The surest sign of an actual compromise? No one walks away happy. At least that’s the point the White House is pushing to sell the latest deal on tax cuts for high earners. Under the deal, the so-called Bush tax cuts, set to expire next month, would be extended for two years. In exchange, Republicans would green-light an extension of unemployment benefits that Democrats desperately needed votes to pass. Everyone wins a little something.

Yet, no one in Washington is actually happy. Republicans are the biggest victors, having turned minorities in both the House and Senate into a political victory. But many senior GOP leaders had advocated making the high-end tax cuts permanent. Democrats who resisted efforts to extend the cuts beyond the middle class feel abandoned by their leader. The White House used an impromptu press conference Tuesday afternoon to speak directly to those disgruntled Democrats. Look, Obama told them, many of you wanted a protracted political fight. If it weren’t people’s lives at stake, feeding their families and looking for jobs, I would be much more inclined to fight.

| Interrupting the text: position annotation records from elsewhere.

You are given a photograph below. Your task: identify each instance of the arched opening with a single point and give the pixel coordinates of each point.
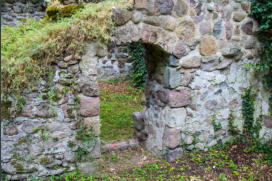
(128, 112)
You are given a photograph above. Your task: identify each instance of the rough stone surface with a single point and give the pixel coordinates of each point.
(239, 16)
(228, 29)
(173, 155)
(181, 8)
(207, 46)
(180, 49)
(179, 98)
(193, 62)
(10, 131)
(248, 28)
(217, 29)
(205, 28)
(172, 78)
(171, 137)
(165, 7)
(182, 109)
(231, 51)
(267, 121)
(89, 106)
(138, 121)
(121, 16)
(187, 78)
(185, 30)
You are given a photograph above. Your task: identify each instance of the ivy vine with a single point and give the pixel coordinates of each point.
(261, 12)
(137, 51)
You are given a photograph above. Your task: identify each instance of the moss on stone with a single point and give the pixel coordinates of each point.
(19, 167)
(45, 160)
(67, 11)
(5, 110)
(33, 169)
(52, 12)
(22, 141)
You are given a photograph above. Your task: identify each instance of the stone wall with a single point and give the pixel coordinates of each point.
(196, 56)
(205, 47)
(14, 11)
(58, 128)
(116, 64)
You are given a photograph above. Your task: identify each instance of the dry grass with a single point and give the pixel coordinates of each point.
(28, 50)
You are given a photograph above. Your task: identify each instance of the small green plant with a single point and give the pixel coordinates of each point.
(248, 112)
(231, 128)
(216, 126)
(80, 152)
(137, 51)
(222, 177)
(261, 12)
(71, 144)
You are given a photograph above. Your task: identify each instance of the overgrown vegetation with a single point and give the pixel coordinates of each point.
(261, 12)
(248, 111)
(223, 162)
(137, 51)
(252, 128)
(118, 101)
(28, 50)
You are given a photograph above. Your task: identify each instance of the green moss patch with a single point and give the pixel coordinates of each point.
(118, 102)
(28, 50)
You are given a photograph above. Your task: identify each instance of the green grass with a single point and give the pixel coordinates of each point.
(28, 50)
(116, 111)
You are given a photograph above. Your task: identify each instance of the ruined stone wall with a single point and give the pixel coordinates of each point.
(115, 63)
(14, 11)
(58, 128)
(202, 76)
(196, 59)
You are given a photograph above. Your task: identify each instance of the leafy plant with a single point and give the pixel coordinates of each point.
(216, 126)
(248, 112)
(46, 42)
(261, 12)
(232, 129)
(137, 51)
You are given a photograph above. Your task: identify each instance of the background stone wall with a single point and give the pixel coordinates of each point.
(206, 45)
(58, 128)
(196, 59)
(14, 11)
(115, 65)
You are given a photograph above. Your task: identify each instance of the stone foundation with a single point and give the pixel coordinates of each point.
(197, 71)
(196, 56)
(14, 11)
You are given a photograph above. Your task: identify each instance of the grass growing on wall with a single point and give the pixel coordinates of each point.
(28, 50)
(118, 102)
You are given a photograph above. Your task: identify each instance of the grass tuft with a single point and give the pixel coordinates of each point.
(28, 50)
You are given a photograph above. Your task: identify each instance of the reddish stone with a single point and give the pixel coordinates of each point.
(248, 28)
(267, 121)
(171, 137)
(228, 27)
(89, 106)
(10, 131)
(179, 98)
(145, 36)
(27, 112)
(245, 6)
(64, 108)
(180, 49)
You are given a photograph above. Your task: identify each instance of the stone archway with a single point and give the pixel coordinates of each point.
(196, 71)
(196, 54)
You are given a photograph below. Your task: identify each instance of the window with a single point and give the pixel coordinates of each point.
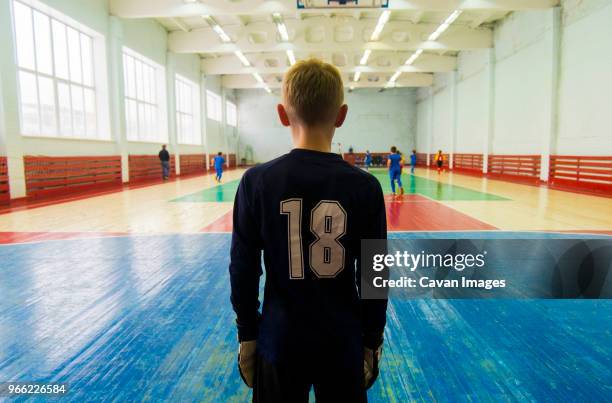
(213, 106)
(187, 112)
(145, 113)
(57, 74)
(230, 114)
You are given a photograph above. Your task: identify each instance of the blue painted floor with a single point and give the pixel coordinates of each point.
(148, 318)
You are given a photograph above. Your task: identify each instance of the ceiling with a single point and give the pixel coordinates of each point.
(243, 40)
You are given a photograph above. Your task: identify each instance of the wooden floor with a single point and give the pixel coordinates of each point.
(125, 297)
(433, 202)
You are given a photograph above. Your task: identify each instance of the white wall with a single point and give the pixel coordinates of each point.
(545, 88)
(472, 102)
(376, 121)
(146, 37)
(585, 90)
(521, 68)
(423, 135)
(525, 118)
(443, 114)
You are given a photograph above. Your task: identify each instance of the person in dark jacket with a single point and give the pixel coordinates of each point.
(164, 157)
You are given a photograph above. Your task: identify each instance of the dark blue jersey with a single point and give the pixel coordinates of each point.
(219, 161)
(307, 211)
(395, 162)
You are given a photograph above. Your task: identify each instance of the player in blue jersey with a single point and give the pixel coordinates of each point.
(218, 162)
(394, 163)
(307, 211)
(368, 160)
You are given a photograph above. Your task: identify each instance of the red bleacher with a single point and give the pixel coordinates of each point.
(192, 164)
(47, 176)
(468, 162)
(585, 173)
(520, 168)
(5, 195)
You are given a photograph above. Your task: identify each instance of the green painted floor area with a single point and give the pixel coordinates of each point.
(412, 185)
(224, 192)
(433, 189)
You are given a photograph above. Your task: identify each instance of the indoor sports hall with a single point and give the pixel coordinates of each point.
(114, 273)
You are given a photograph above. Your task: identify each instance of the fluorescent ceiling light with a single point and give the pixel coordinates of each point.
(217, 28)
(224, 37)
(364, 58)
(258, 78)
(242, 58)
(444, 26)
(414, 56)
(382, 20)
(280, 25)
(291, 56)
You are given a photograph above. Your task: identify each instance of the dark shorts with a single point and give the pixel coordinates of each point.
(333, 380)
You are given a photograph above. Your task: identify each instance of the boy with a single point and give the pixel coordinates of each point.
(368, 160)
(439, 160)
(218, 162)
(394, 163)
(307, 211)
(164, 157)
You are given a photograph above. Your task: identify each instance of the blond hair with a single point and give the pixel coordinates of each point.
(312, 92)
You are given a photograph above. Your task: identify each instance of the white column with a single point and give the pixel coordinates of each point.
(10, 128)
(171, 111)
(224, 125)
(116, 94)
(203, 120)
(550, 108)
(454, 106)
(431, 124)
(488, 140)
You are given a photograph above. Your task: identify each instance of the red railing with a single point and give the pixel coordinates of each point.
(467, 162)
(421, 159)
(523, 168)
(231, 158)
(192, 164)
(433, 163)
(45, 176)
(147, 167)
(588, 173)
(5, 195)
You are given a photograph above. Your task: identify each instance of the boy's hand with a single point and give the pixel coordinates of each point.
(246, 361)
(371, 358)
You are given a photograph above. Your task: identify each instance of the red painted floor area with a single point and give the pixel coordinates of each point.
(21, 237)
(405, 213)
(223, 224)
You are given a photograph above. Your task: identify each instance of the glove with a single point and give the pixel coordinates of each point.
(246, 361)
(371, 358)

Fair enough. But did Obama capitulate? Any way you look at it, yes, he did. After vowing to stand up to Republican demands, Obama caved to them, and appeared to show little remorse. To explain why, he used an analogy. “I’ve said before that I felt that the middle-class tax cuts were being held hostage to the high-end tax cuts.  I think it’s tempting not to negotiate with hostage-takers, unless the hostage gets harmed.”

Still, Obama had to confront the issue of principles. Did he have any left, someone asked? What were his remaining lines in the sand?

A defiant and passionate Obama—who reminded many reporters of the candidate on the campaign trail—launched into a dramatic monologue. “This notion that somehow we are willing to compromise too much reminds me of the debate that we had during health care,” he said. "This is the public option debate all over again. So I pass a signature piece of legislation where we finally get health care for all Americans, something that Democrats had been fighting for for a hundred years, but because there was a provision in there that they didn’t get that would have affected maybe a couple of million people, even though we got health insurance for 30 million people and the potential for lower premiums for 100 million people, that somehow was a sign of weakness and compromise.”

“Now,” he went on, “if that’s the standard by which we are measuring success or core principles, then let’s face it, we will never get anything done. That can’t be the measure of how we think about our public service. So my job is to make sure that we have a North Star out there.  What is helping the American people live out their lives?  What is giving them more opportunity?  What is growing the economy?  What is making us more competitive?  And at any given juncture, there are going to be times where my preferred option, what I am absolutely positive is right, I can’t get done.”

That said, he issued a challenge. “Take a tally,” he told fellow Democrats. “Look at what I promised during the campaign. There’s not a single thing that I’ve said that I would do that I have not either done or tried to do. And if I haven’t gotten it done yet, I’m still trying to do it.”